SBATCH script (GitHub):
#!/bin/bash
## Job Name
#SBATCH --job-name=20201014__cbai_minimap_nanopore-megan6-taxa-reads
## Allocation Definition
#SBATCH --account=srlab
#SBATCH --partition=srlab
## Resources
## Nodes
#SBATCH --nodes=1
## Walltime (days-hours:minutes:seconds format)
#SBATCH --time=15-00:00:00
## Memory per node
#SBATCH --mem=120G
##turn on e-mail notification
#SBATCH --mail-type=ALL
#SBATCH --mail-user=samwhite@uw.edu
## Specify the working directory for this job
#SBATCH --chdir=/gscratch/scrubbed/samwhite/outputs/20201014_cbai_minimap_nanopore-megan6-taxa-reads
###################################################################################
# These variables need to be set by user
## Assign Variables
# CPU threads to use
threads=27
# Genome FastA path
genome_fasta=/gscratch/srlab/sam/data/C_bairdi/genomes/cbai_genome_v1.01.fasta
# Paths to programs
minimap2="/gscratch/srlab/programs/minimap2-2.17_x64-linux/minimap2"

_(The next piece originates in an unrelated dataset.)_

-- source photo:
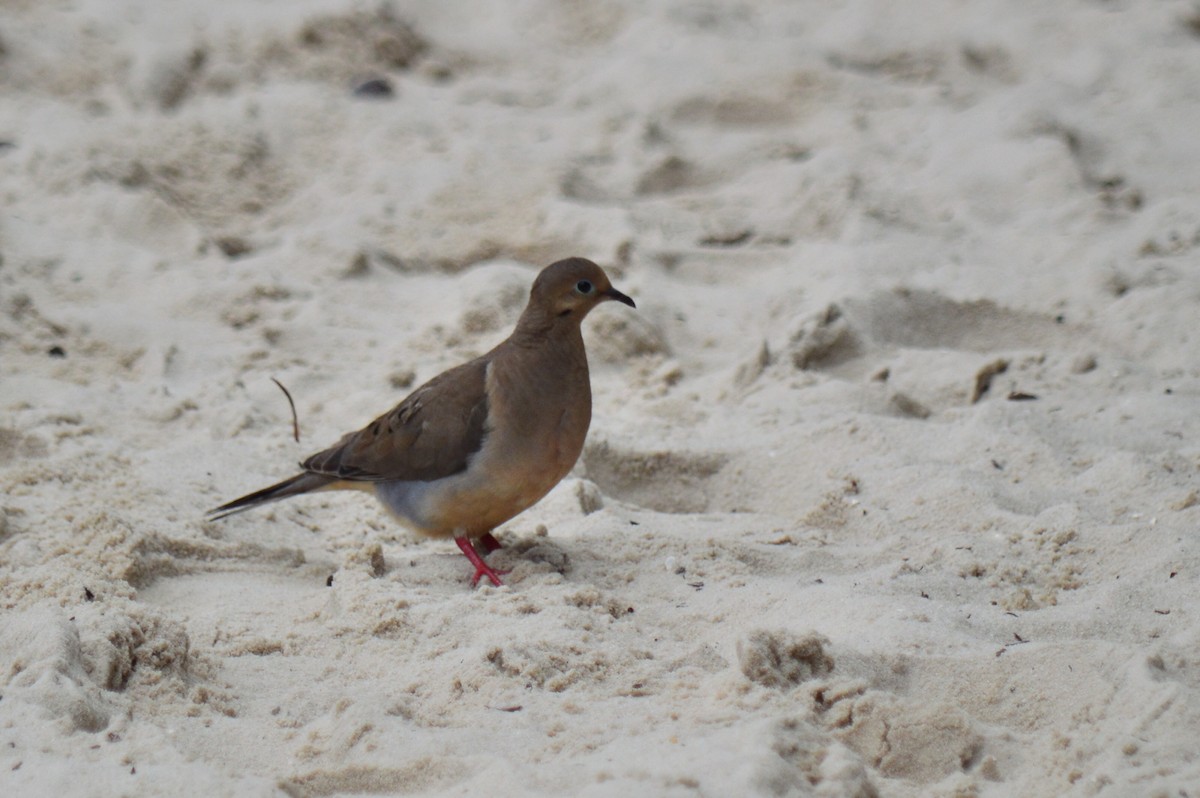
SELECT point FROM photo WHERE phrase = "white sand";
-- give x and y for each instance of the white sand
(796, 557)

samtools="/gscratch/srlab/programs/samtools-1.10/samtools"
# Programs array
declare -A programs_array
programs_array=(
[minimap2]="${minimap2}" \
[samtools_sort]="${samtools} sort" \
[samtools_view]="${samtools} view"
)
###################################################################################
# Exit script if any command fails
set -e
# Load Python Mox module for Python module availability
module load intel-python3_2017
# Capture date
timestamp=$(date +%Y%m%d)
# Loop through each FastQ
for fastq in *.fq
do
# Parse out sample name
sample=$(echo "${fastq}" | awk -F"_" '{print $2}')
# Caputure taxa
taxa=$(echo "${fastq}" | awk -F"_" '{print $3}')
# Capture filename prefix
prefix="${timestamp}_${sample}_${taxa}"
# Run Minimap2 with Oxford NanoPore Technologies (ONT) option
# Using SAM output format (-a option)
${programs_array[minimap2]} \
-ax map-ont \
${genome_fasta} \
${fastq} \
| ${programs_array[samtools_sort]} --threads ${threads} \
-O sam \
> "${prefix}".sorted.sam
# Capture FastA checksums for verification ()

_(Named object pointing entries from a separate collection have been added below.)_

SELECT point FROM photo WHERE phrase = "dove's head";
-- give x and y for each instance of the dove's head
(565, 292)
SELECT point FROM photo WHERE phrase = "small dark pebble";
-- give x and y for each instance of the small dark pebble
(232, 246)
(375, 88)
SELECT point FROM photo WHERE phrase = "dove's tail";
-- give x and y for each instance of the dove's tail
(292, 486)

echo "Generating checksum for ${fastq}"
md5sum "${fastq}" > fastq_checksums.md5
echo "Finished generating checksum for ${fastq}"
echo ""
done
# Document programs in PATH (primarily for program version ID)
{
date
echo ""
echo "System PATH for $SLURM_JOB_ID"
echo ""
printf "%0.s-" {1..10}
echo "${PATH}" | tr : \\n
} >> system_path.log
# Capture program options
## Note: Trinity util/support scripts don't have options/help menus
for program in "${!programs_array[@]}"
do
{
echo "Program options for ${program}: "
echo ""
${programs_array[$program]} --help
echo ""
echo ""
echo "----------------------------------------------"
echo ""
echo ""
} &>> program_options.log || true
done
RESULTS
Although there aren’t that many total number of sequences to map, I was still surprised at how quick this was; ~5mins:
Output folder and files:
I left the output files as SAM files (instead of compressing them to the standard BAM format) so that they would be human readable. I haven’t actually explored SAM/BAM manipulation too much in the past and felt that this was a good excuse and being able to view the SAM files without the need to use samtools
seemed easier. Also, I knew these would be relatively small files, so compressing them wasn’t a huge priority.
Next up, messing around with these SAM files and identifying contigs/scaffolds where these various reads map.